The finding complicates some of the worries that investors have grappled with so far this year.

A February report from independent research firm Citrini went viral, briefly dragging major tech and financial stocks lower. It laid out a bleak vision for how the AI boom could lead to mass disintermediation, triggering white-collar layoffs and ultimately a sharp stock market downturn.

While acknowledging AI could increase competition, the Goldman Sachs report, by contrast, examines the opposite possibility.

Over nearly a century, sales and profit margins have increasingly accrued to the biggest US companies. And during periods of rapid tech advancement, companies with bigger scales have most often had the means to ride the technological waves.

“New technologies tend to involve high fixed deployment costs and low marginal costs of scaling, so that firms with the capital and organizational capacity to make the upfront investments required to adopt them,  including in data infrastructure, software, and organizational redesign, can spread those costs across a larger output base, gaining market shares over smaller rivals,” Goldman Sachs said in the report.

For years, a near-constant task for AI watchers has been unpacking who’s likely to win and lose.
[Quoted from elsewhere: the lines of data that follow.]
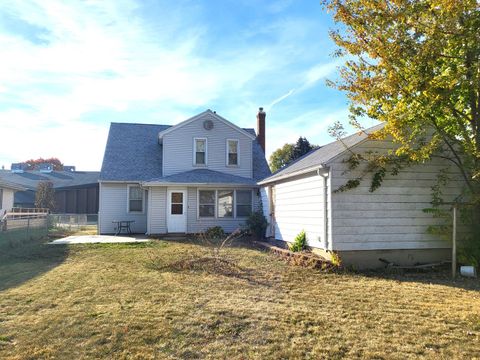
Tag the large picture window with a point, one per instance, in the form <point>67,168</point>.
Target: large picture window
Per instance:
<point>232,152</point>
<point>225,203</point>
<point>206,203</point>
<point>135,199</point>
<point>244,203</point>
<point>200,151</point>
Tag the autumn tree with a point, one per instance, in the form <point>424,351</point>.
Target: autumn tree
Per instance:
<point>415,65</point>
<point>57,164</point>
<point>289,152</point>
<point>45,196</point>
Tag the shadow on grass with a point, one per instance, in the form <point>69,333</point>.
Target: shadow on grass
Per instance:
<point>27,260</point>
<point>437,276</point>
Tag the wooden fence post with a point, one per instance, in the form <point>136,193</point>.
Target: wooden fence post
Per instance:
<point>454,242</point>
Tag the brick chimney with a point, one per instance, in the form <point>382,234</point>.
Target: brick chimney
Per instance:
<point>261,128</point>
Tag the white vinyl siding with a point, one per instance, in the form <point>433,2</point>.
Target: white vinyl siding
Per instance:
<point>178,148</point>
<point>136,199</point>
<point>243,203</point>
<point>392,216</point>
<point>114,207</point>
<point>299,205</point>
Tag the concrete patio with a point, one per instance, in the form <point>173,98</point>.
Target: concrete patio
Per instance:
<point>99,239</point>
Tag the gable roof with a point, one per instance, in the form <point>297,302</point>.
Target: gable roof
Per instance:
<point>29,180</point>
<point>203,176</point>
<point>209,113</point>
<point>133,153</point>
<point>322,156</point>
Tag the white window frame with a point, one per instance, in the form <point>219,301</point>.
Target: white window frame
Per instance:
<point>214,205</point>
<point>235,203</point>
<point>128,199</point>
<point>226,153</point>
<point>216,217</point>
<point>194,159</point>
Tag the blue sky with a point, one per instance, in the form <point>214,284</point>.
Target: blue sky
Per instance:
<point>68,69</point>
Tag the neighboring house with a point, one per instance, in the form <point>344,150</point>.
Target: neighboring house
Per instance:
<point>76,192</point>
<point>361,226</point>
<point>200,173</point>
<point>7,191</point>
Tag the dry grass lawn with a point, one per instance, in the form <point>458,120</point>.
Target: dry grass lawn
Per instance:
<point>120,301</point>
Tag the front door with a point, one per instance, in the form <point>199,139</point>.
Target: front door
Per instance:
<point>177,211</point>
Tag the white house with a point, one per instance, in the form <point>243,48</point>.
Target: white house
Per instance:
<point>361,226</point>
<point>185,178</point>
<point>7,192</point>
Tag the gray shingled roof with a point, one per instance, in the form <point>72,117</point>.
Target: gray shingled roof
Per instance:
<point>134,154</point>
<point>10,185</point>
<point>60,179</point>
<point>205,176</point>
<point>321,156</point>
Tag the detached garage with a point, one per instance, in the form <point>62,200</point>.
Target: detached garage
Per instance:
<point>359,225</point>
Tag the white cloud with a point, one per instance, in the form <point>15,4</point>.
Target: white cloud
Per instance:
<point>94,56</point>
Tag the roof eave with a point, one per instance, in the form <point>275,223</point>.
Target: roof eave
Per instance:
<point>274,178</point>
<point>159,183</point>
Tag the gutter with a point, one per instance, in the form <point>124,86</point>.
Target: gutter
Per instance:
<point>286,176</point>
<point>209,184</point>
<point>325,177</point>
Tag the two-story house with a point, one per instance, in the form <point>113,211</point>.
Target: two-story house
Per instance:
<point>185,178</point>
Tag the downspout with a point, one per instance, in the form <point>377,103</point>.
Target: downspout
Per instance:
<point>325,206</point>
<point>147,200</point>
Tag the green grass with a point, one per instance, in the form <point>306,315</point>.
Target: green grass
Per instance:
<point>128,301</point>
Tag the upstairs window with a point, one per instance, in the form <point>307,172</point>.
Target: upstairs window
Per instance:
<point>200,151</point>
<point>244,203</point>
<point>232,152</point>
<point>225,203</point>
<point>135,199</point>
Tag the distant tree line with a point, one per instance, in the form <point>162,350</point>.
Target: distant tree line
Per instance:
<point>290,152</point>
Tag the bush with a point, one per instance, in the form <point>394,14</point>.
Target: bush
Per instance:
<point>215,232</point>
<point>300,242</point>
<point>335,259</point>
<point>257,224</point>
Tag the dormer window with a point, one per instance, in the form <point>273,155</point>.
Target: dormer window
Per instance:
<point>232,152</point>
<point>200,151</point>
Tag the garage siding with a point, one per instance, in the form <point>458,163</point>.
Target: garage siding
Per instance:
<point>299,205</point>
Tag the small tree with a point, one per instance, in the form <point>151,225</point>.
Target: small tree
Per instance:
<point>33,163</point>
<point>302,147</point>
<point>289,152</point>
<point>45,196</point>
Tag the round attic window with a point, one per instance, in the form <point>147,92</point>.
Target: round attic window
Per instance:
<point>208,124</point>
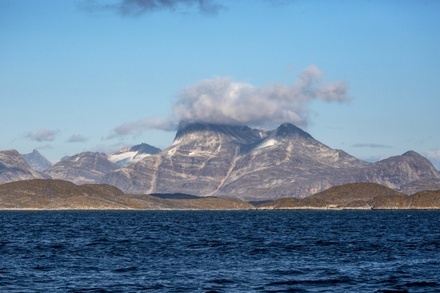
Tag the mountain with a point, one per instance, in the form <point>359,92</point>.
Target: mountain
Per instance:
<point>37,161</point>
<point>250,164</point>
<point>86,167</point>
<point>237,162</point>
<point>63,195</point>
<point>359,196</point>
<point>197,162</point>
<point>13,167</point>
<point>136,153</point>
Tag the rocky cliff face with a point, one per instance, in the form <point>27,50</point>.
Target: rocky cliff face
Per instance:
<point>235,161</point>
<point>136,153</point>
<point>13,167</point>
<point>87,167</point>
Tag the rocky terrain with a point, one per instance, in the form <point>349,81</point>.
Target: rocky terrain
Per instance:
<point>37,161</point>
<point>86,167</point>
<point>359,196</point>
<point>232,161</point>
<point>13,167</point>
<point>240,162</point>
<point>50,194</point>
<point>132,154</point>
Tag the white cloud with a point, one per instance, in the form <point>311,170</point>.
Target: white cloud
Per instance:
<point>77,138</point>
<point>224,101</point>
<point>42,135</point>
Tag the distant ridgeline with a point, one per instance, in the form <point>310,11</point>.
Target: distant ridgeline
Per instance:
<point>227,161</point>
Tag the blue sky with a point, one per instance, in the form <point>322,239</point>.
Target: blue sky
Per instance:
<point>362,76</point>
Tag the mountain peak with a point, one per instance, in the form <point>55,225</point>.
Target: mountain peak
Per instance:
<point>37,161</point>
<point>145,148</point>
<point>240,133</point>
<point>288,129</point>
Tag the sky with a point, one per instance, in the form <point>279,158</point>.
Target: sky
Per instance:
<point>96,75</point>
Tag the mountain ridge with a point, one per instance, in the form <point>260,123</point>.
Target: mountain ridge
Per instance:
<point>238,161</point>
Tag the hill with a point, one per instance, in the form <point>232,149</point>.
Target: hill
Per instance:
<point>359,196</point>
<point>48,194</point>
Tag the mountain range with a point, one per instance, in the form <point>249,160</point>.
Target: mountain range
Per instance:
<point>234,161</point>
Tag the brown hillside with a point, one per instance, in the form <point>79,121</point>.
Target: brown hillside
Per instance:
<point>48,194</point>
<point>347,196</point>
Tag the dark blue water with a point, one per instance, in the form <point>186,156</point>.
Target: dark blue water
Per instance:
<point>252,251</point>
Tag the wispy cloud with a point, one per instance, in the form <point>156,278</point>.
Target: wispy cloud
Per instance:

Leading AI model makers Anthropic and OpenAI are rushing to potential IPOs later this year in a race to gain more capital to finance their computing needs.

Meanwhile, a handful of major tech firms are also planning to spend more than $700 billion this year and over $1 trillion before the decade’s end to build out AI infrastructure.

In tandem, investors have heavily scrutinized the software industry due to fears of major disruption. Private asset managers with heavy exposure to software have also faced pressure.

What the Goldman Sachs report adds for investors is that the AI race isn’t just about which companies become the next giants. It may also set up which of today’s juggernauts are going to become even tougher to catch.